Boise State University
Coding and Dancing: Using Videos to Enhance Coding
The students will write a pseudocode of a dance they develop. They will then videotape the dance that matches the pseudocode. The video will be viewed by another student who will then write the code they think matches the video. The students will compare their codes after the videos are viewed.
Content Area and Grade or Age Level of Students
First Grade Students
2. Communication and collaboration
Students use digital media and environments to communicate and work collaboratively, including at a distance, to support individual learning and contribute to the learning of others.
a. Interact, collaborate, and publish with peers, experts, or others employing a variety of digital environments and media
b. Communicate information and ideas effectively to multiple audiences using a variety of media and formats
Coding needs to be concrete and accessible to young students. By incorporating movement, the coding comes alive and helps students really conceptualize coding in real life. The videotaping allows students to dive deeper by revisiting and watching the coding process.
This lesson will happen in one class period. It will take approximately 1 hour and 15 minutes to complete the activity.
Students will be grouped with their iPad buddy who are already assigned to them. The groups are heterogeneous in coding ability.

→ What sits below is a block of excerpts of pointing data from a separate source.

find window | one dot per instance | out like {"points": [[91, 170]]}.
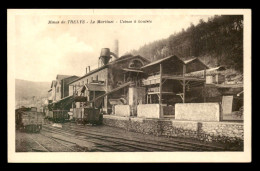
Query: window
{"points": [[135, 64]]}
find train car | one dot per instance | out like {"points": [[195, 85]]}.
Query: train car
{"points": [[28, 119], [60, 116], [88, 115]]}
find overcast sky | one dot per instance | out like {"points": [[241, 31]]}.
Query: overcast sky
{"points": [[44, 50]]}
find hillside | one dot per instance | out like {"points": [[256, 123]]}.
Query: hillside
{"points": [[216, 42], [28, 92]]}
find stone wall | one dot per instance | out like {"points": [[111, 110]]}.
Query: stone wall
{"points": [[223, 132], [122, 110], [197, 111]]}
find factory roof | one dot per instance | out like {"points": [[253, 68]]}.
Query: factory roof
{"points": [[123, 58]]}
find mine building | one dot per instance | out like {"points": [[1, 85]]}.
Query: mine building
{"points": [[108, 84]]}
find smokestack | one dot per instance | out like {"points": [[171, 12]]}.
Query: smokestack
{"points": [[105, 56], [116, 47]]}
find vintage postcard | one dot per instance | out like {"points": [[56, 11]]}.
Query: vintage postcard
{"points": [[129, 85]]}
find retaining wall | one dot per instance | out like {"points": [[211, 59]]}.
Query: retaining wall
{"points": [[122, 110], [224, 132], [197, 111]]}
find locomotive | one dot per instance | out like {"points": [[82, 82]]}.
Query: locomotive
{"points": [[28, 119]]}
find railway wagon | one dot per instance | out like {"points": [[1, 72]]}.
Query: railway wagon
{"points": [[60, 116], [29, 120], [88, 115]]}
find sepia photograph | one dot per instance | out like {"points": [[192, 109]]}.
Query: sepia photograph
{"points": [[129, 85]]}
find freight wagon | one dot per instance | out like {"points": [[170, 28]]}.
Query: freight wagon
{"points": [[60, 116], [28, 119], [88, 115]]}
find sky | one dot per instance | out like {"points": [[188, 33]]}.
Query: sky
{"points": [[44, 50]]}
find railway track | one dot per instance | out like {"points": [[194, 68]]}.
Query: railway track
{"points": [[48, 144], [122, 143], [163, 142]]}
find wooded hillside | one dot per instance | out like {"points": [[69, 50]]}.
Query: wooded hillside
{"points": [[219, 41]]}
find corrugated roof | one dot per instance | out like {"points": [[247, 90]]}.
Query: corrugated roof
{"points": [[211, 71], [132, 70], [111, 63], [161, 60], [60, 77], [96, 87], [189, 60]]}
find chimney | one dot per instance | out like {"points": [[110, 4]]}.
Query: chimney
{"points": [[105, 56], [116, 48]]}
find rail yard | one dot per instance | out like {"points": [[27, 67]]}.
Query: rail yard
{"points": [[79, 138]]}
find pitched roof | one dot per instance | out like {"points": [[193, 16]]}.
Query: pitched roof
{"points": [[105, 66], [162, 60], [96, 87], [195, 59], [60, 77]]}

We will begin the lesson on the carpet. I will model the process of thinking of a quick dance and then writing pseudocode for that dance. We will review the process of using the video camera on our iPads. The dance can be no longer than 15 seconds. We will review how to keep track of time in the iPad camera app. I will have a student volunteer model videotaping my dance. We will review my pseudocode and dance video and then move to the interactive activity.
The students will be paired with their iPad buddies. I will instruct each group to have a videotaper and a dancer. They will come up with the dance together and write the code together. The dance can be no longer than 15 seconds. Then the dancer will dance the code while the videotaper videos the dance. They will check the video and the code before time is up.
Next, I will pass out a piece of paper to the groups. I will then instruct each group to switch iPads with another group. Once all iPads are exchanged, groups will watch the dance provided by that group’s members. The viewers will watch the video and write the pseudocode for that video.
We will end by giving time for the groups to meet to compare codes. They can debug the pseudocode together and run the dance together as well. The groups will load their dance video to a Google Drive folder for the teacher to review. They will also turn in their pseudocode papers as well.
The videos will be viewed in Google Drive and the teacher will review the pseudocode as an assessment measure.
Adaptations for Learners with Special Needs:
The small group learning environment will be an accessible to children of all learning styles. The videotaping also allows for more processing time for students who need more time to watch the dance video. Pseudocode is also an accessible practice since it can be developed by the learner. It can be written in a way that is easiest to them.